Ein seltenes Phänomen wird uns dieser Tage zuteil. Egal, wo wir auf der Welt beheimatet sind, sehen wir unser Leben derselben Bedrohung ausgesetzt und unseren Alltag von denselben Einschränkungen und Ängsten geprägt. Wir sind uns bewusst, dass wir aktuell eine Zeiterfahrung machen, die als historisches Weltereignis – ähnlich wie die mittelalterliche Pestwelle oder die Spanische Grippe zu Beginn des 20. Jahrhunderts – Eingang finden wird in Geschichtsbücher und Ausstellungen. Dieses historische Bewusstsein ist bei einigen dermaßen stark, dass sie mit dieser Geschichtsschreibung nicht warten, bis die Pandemie ausgestanden ist und aus zeitlicher Distanz erzählt bzw. musealisiert werden kann. Ihr Drang nach Dokumentation ist so ausgeprägt, dass sie bereits im Frühling zur Hochzeit der globalen Corona-Ausbreitung damit angefangen haben, Sammlungsaufrufe zu starten. Denn es geht ihnen nicht darum, dass sie selbst aus einer individuellen Expertenperspektive heraus eine Corona-Historie verfassen. Es geht vielmehr darum, unterschiedliche Menschen dazu zu bringen, persönliche Erlebnisberichte, Fotos und Videos sowie Objekte zu teilen, die für sie in dieser außergewöhnlichen Zeit von Bedeutung sind. WINA möchte Ihnen einige Initiativen vorstellen.

 

Es geht darum, unterschiedliche Menschen dazu zu bringen, persönliche Erlebnisberichte zu teilen,
die für sie in dieser außergewöhnlichen Zeit
von Bedeutung sind.

©Anna Bolovich

Das Jüdische Museum Wien (JMW) ist in den sozialen Netzwerken sehr aktiv und versucht auf diesem Weg, mit seiner Besucherschaft Kontakt zu halten.
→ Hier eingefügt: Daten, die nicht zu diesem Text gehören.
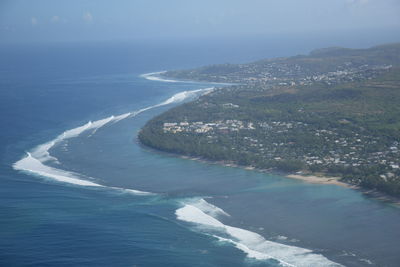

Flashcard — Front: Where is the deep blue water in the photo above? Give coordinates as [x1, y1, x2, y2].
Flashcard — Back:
[0, 40, 400, 266]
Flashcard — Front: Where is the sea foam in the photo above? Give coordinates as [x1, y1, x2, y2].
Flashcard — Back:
[175, 199, 342, 267]
[13, 88, 213, 195]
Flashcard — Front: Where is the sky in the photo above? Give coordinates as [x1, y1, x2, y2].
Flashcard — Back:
[0, 0, 400, 43]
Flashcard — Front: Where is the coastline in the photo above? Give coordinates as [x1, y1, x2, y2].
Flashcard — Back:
[136, 137, 400, 208]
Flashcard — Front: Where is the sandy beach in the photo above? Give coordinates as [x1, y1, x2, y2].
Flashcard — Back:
[286, 174, 355, 188]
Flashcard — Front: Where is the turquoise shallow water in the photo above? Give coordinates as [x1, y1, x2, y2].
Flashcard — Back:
[0, 42, 400, 266]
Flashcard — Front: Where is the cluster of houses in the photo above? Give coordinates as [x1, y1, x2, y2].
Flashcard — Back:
[198, 62, 392, 87]
[163, 120, 400, 179]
Auch das JMW will etwas Bleibendes schaffen: Kinder werden dazu animiert, ihr Lieblingsobjekt aus der Sammlung zu malen und das Bild bzw. ein Foto von ihrem Kunstwerk an das Museum zu schicken.
Das Haus der Geschichte Österreich bietet seinen virtuellen Besuchern und Besucherinnen an, Fotos, die ihren Alltag in der Krise zeigen, für eine Web-Ausstellung hochzuladen. Es freut sich auch über Tweets und Videomaterial und geht das ganze Projekt mit Humor an: „Soweit es unsere Ressourcen zulassen, dokumentieren wir diese globale Situation auch anhand von Gegenständen (der FALTER 12/20 berichtete): Unser erstes ‚Corona-Objekt‘ war eine Packung Toilettenpapier.“

Einen Schritt weiter geht eine Kooperation der Universitäten Hamburg, Gießen und Bochum. Sie haben eigens ein Corona-Archiv ins Leben gerufen und dafür eine Website angelegt, auf der Betroffene (also wir alle) Erlebnisse, Gedanken, Medien etc. hochladen können. Dabei geht es den Betreibern darum zu zeigen, wie unterschiedlich Menschen die Krise erleben. „Diese Diversität möchten wir durch eine Dokumentation der Gegenwart einfangen und für die Nachwelt erhalten.“ Das Jüdische Museum Berlin sammelt speziell Material zu „Pessach in Zeiten von Corona“, als die meisten Familien nicht wie gewohnt miteinander den Sederabend verbringen konnten. Dabei geht es so traurigen Fragen nach wie „Wie feiern Sie den Sederabend, wenn kein Kind da ist, um das Ma nischtana zu singen?“ oder „Wie sieht Ihre Sederplatte aus, wenn vielleicht nicht mehr alles rechtzeitig besorgt werden konnte?“

Oberkantor Shmuel Barzilai beim Gebet im leeren Wiener Stadttempel. Gläubigen ist die Teilnahme via LiveStream möglich. ©Dvora Barzilai

Das Wien Museum wählt einen spielerischen Ansatz. Unter dem Titel Corona in Wien: ein Sammlungsprojekt zur Stadtgeschichte werden Menschen eingeladen, Fotos von Objekten zu schicken, die ihnen während der Krise besonders wichtig sind. Aus der Fülle von Einsendungen wählt das Museum dann Objekte aus, die in die Sammlung übernommen und der Öffentlichkeit präsentiert werden. Gehäkelte Corona-Viren sind da ebenso zu finden wie humorvolle Plakate und Fotos von leeren Klopapierregalen in Supermärkten.
Über all den Projekten und Initiativen steht die Frage „Wie wollen wir uns erinnern?“. Wir alle haben hier die seltene Chance, Geschichte (mit) zu schreiben. Spannend bleibt, wie wir unser zusammengetragenes Material nach der Krise betrachten und bewerten werden.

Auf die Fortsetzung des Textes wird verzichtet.